The brothers were widely known as “the boys,” the Rosenthals’ sister, Diane Hirt, noted. “They were innocent like boys, not hardened like men,” she said.

She said Cecil — a gregarious man with a booming voice who was lightheartedly known as the mayor of Squirrel Hall and the “town crier” for the gossip he managed to gather — would have especially enjoyed the media attention this week, a thought that brought laughter from the congregation.

Rabinowitz’s funeral was held at the Jewish Community Center in the city’s Squirrel Hill section, the historic Jewish neighborhood where the rampage took place. Two police vehicles were posted at a side door and two at the main entrance.

A line stretched around the block as mourners — some in white medical coats, some wearing yarmulkes, black hats or head scarves — passed beneath the blue Romanesque arches into the brick building.

The 66-year-old Rabinowitz was a go-to doctor for HIV patients in the epidemic’s early and desperate days, a physician who always hugged his patients as they left his office.

“A lot of people are feeling really angry about this. A lot of rage built up inside about this, because of it being a hate crime. Don’t get me wrong; I do. But I’m so overwhelmed with sadness right now that I can’t even be angry right now,” said Robin Faulkner, whose family had seen Rabinowitz for 30 years and counted him as a dear friend. “It’s just such a loss. Just tragic.”

A private funeral was also held for Stein, the 71-year-old men’s club president at Tree of Life.

The other victims’ funerals have been scheduled through Friday.

The district attorney, meanwhile, asked federal authorities to relinquish custody of Bowers so he could be arraigned on state homicide charges. The request was denied, meaning the state prosecution will be delayed while Bowers’ case winds through the federal courts.

Before Trump’s arrival Tuesday, some accused him of fomenting racial and ethnic hostility and urged him to stay away.

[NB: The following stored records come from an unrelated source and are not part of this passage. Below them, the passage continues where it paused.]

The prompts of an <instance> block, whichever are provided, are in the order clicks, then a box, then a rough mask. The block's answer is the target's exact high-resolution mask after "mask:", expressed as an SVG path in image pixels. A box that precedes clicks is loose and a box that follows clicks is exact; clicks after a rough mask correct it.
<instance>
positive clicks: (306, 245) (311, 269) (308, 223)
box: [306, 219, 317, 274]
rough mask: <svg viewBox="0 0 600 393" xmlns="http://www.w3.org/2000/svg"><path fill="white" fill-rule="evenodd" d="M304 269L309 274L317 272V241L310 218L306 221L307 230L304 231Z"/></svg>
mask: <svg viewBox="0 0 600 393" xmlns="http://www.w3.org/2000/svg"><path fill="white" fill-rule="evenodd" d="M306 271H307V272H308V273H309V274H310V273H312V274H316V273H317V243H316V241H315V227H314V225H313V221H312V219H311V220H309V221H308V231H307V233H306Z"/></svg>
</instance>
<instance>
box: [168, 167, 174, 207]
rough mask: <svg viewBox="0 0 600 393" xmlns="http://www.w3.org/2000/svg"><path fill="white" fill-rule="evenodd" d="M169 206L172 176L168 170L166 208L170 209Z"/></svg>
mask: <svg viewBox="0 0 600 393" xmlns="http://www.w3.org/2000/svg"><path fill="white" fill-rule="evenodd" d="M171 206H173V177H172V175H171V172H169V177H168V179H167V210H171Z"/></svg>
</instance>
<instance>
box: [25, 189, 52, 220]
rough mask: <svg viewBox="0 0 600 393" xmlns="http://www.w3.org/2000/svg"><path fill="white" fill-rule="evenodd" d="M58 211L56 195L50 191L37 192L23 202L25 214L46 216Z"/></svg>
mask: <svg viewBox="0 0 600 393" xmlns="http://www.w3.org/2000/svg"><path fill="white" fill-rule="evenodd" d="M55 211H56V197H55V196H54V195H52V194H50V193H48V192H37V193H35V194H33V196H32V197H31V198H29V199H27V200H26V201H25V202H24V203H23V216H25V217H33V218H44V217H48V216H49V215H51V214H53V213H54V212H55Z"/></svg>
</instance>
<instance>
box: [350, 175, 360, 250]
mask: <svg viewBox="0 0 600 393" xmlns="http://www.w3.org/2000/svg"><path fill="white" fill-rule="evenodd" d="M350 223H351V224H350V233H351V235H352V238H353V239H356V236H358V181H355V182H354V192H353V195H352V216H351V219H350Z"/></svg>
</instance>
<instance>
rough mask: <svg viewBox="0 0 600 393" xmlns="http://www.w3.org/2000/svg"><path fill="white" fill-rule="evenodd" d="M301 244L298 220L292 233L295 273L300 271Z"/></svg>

While Myers, the Tree of Life rabbi, told CNN on Monday that the president is “certainly welcome,” Democratic Mayor Bill Peduto asked Trump not to come while the city was burying its dead. Peduto and Gov. Tom Wolf, a fellow Democrat, planned to skip the president’s visit.

“Community leaders expressed to the governor that they did not feel it was appropriate for Trump to come, so the governor made a decision not to join him on his visit out of respect for the families and the community,” said Beth Melena, Wolf’s campaign spokeswoman.

Among the mourners at the Rosenthal brothers’ funeral was Kate Lederman. She grew up in the Tree of Life synagogue and celebrated all of her milestones there. She recently gave birth.

“I was named there, bat mitzvahed there, married there. And my whole life was in that synagogue. Same with my father. And we knew Cecil and David. We knew all of them. This should be a week of pure joy having a baby, but it’s a week of terror,” she said. “We were supposed to have our baby naming there, but we’re going to do it at home.”

Also paying his respects was Dr. Abe Friedman, who typically sat in the back row of Tree of Life with the Rosenthal brothers but was late to the service on Saturday and was not there when the gunman opened fire.

As he stood in line at the funeral with his wife, he wondered why he had been spared.

“Why did things fall into place for me?” he asked. “I usually sit in the back row. In the last row, everyone got killed.”